Clara et Hannah ouvrent leur blog, au printemps 2011 : l'écureuil du net ! à lire absolument !!!!
Merci à François Bon, qui a accueilli sur Publie.net les Carnets Lointains, et le Manuel anti-onirique.

vendredi 11 mars 2011

L'∞, 56


Il vaut mieux, quand on marche là, tout le temps où on suit cette courbe très aplatie, ne pas penser à certains possibles, qui seraient, sous les pas, les plus traîtres des fondrières, même si, dans l'esprit, il semble inoffensifs. Tant que les rails de la voie ferrée demeurent parallèles, je ne tournerai pas la tête, je ne me détournerai pas de mon obsessionnelle remontée vers la vieille ville, je ne dévierai pas, il n'y a pas à dévier, les rails, entre eux, sont parallèles, et moi je me déplace sur une parallèle à eux, et comme dans ce monde rien n'est jamais parfait, rien n'est jamais simple, un grillage m'en sépare, de sorte qu'un pas de côté, jamais, ne permettrait que je passe d'une parallèle à une autre.

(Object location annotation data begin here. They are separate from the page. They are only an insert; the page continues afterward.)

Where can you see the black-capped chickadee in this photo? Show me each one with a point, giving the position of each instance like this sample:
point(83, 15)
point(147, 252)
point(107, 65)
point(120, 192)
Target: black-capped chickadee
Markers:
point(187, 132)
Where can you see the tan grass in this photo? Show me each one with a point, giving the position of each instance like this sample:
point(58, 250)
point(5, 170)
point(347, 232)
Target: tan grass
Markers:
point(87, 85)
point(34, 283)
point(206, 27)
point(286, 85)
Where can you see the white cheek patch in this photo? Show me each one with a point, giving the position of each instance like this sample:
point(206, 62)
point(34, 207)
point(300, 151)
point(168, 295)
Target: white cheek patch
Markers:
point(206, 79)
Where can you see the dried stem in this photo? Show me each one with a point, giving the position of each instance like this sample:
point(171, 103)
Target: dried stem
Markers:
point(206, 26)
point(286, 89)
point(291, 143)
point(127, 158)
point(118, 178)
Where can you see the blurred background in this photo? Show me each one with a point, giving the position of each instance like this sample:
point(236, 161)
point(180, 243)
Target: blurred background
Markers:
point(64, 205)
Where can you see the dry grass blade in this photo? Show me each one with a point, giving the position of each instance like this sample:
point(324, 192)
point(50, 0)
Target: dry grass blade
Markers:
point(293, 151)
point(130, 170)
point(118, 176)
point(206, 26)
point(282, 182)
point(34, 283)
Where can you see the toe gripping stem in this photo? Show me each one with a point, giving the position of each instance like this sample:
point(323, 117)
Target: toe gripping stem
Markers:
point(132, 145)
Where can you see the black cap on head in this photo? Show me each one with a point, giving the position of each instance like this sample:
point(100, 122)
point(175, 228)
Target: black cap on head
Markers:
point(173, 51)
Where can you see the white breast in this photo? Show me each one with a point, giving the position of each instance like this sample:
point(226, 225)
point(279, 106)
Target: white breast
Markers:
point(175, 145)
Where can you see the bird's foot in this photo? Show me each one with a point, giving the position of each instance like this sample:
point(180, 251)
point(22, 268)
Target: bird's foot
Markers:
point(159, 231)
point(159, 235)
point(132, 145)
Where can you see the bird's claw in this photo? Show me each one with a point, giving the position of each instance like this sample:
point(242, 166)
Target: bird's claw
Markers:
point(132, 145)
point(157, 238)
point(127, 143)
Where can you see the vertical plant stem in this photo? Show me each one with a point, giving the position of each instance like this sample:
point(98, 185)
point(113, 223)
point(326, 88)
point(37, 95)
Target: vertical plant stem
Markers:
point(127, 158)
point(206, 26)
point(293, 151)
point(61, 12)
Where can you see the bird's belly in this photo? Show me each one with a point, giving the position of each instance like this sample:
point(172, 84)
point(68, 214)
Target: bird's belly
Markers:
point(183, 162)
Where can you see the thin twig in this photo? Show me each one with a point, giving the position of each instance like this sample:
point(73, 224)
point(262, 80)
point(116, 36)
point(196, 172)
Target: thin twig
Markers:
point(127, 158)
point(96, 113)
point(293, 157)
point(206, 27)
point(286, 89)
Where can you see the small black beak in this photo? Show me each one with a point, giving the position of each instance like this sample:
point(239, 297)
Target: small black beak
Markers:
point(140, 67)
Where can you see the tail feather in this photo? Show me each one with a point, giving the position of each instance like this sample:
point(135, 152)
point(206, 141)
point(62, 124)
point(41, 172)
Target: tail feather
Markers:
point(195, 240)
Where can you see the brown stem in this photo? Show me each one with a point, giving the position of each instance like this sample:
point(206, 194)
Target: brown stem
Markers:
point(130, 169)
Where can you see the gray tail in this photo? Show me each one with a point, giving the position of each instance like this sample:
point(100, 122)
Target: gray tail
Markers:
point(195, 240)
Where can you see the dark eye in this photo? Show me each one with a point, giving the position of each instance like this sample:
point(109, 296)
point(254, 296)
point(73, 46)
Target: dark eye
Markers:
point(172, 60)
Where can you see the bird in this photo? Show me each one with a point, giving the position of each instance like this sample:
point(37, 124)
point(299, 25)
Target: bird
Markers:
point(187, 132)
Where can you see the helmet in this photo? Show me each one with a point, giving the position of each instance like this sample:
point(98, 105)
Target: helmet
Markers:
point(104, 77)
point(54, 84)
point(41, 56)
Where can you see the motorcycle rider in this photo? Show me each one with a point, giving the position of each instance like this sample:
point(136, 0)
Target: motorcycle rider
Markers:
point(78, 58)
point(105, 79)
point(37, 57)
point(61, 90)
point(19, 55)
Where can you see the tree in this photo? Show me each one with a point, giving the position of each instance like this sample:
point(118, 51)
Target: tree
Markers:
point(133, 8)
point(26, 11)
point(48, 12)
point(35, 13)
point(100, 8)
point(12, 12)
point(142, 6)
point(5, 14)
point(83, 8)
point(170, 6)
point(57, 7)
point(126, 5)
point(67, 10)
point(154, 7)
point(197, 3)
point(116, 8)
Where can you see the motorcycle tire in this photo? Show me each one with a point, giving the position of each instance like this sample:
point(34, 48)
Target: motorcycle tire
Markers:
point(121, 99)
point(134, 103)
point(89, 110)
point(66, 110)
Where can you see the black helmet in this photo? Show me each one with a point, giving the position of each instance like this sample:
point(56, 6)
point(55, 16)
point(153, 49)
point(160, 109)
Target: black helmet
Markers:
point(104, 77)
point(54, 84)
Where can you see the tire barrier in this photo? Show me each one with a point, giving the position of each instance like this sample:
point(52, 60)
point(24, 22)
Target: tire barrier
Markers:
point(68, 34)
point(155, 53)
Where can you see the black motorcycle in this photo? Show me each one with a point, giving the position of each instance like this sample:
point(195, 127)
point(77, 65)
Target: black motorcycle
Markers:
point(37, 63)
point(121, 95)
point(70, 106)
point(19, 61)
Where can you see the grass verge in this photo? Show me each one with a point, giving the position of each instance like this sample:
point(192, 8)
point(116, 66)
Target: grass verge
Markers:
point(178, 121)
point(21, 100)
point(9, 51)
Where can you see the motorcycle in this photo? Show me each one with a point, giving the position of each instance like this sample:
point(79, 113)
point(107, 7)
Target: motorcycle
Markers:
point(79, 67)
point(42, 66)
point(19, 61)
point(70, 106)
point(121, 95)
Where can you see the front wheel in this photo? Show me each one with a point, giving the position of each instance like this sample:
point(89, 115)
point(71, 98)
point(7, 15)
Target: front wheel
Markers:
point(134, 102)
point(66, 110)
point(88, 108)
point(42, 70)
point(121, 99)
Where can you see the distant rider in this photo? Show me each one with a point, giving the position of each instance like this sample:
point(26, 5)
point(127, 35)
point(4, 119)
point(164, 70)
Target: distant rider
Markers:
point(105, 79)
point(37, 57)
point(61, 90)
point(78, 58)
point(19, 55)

Mais les concepts ne sont jamais si calmes qu'on voudrait le croire, et je crois entendre des bruits assourdissants quand ils s'entrechoquent les uns contre les autres, et nous laissent, pantelants, devant leurs indignations.

Il suffit d'imaginer que mon retour vers la vieille ville n'a pas la certitude d'une parallèle indifférente, qu'il prend la forme d'une asymptote la plus lente possible, une asymptote régulière et calme, qui tendrait, le plus lentement possible, vers le lit froid qui m'attend, parfaitement tiré, draps blancs, et profonds oreillers, ou peut-être, simplement, vers la chambre, l'espace clos qui m'enserrera, quelques heures, ou même, on ne peut pas en être sûr, peut-être cette asymptote ne tend-elle que vers les quelques marches qu'il faut passer, pour pénétrer dans ce monde privé, pire, vers le vestibule éclairé et sonore, aux plafonds très hauts, mais tout de même, ce n'est là, après tout qu'un vestibule, je recule, et je ne peux même pas être sûre que s'ouvrira, sous la poussée de ma main tendue, la porte lourde et grinçante.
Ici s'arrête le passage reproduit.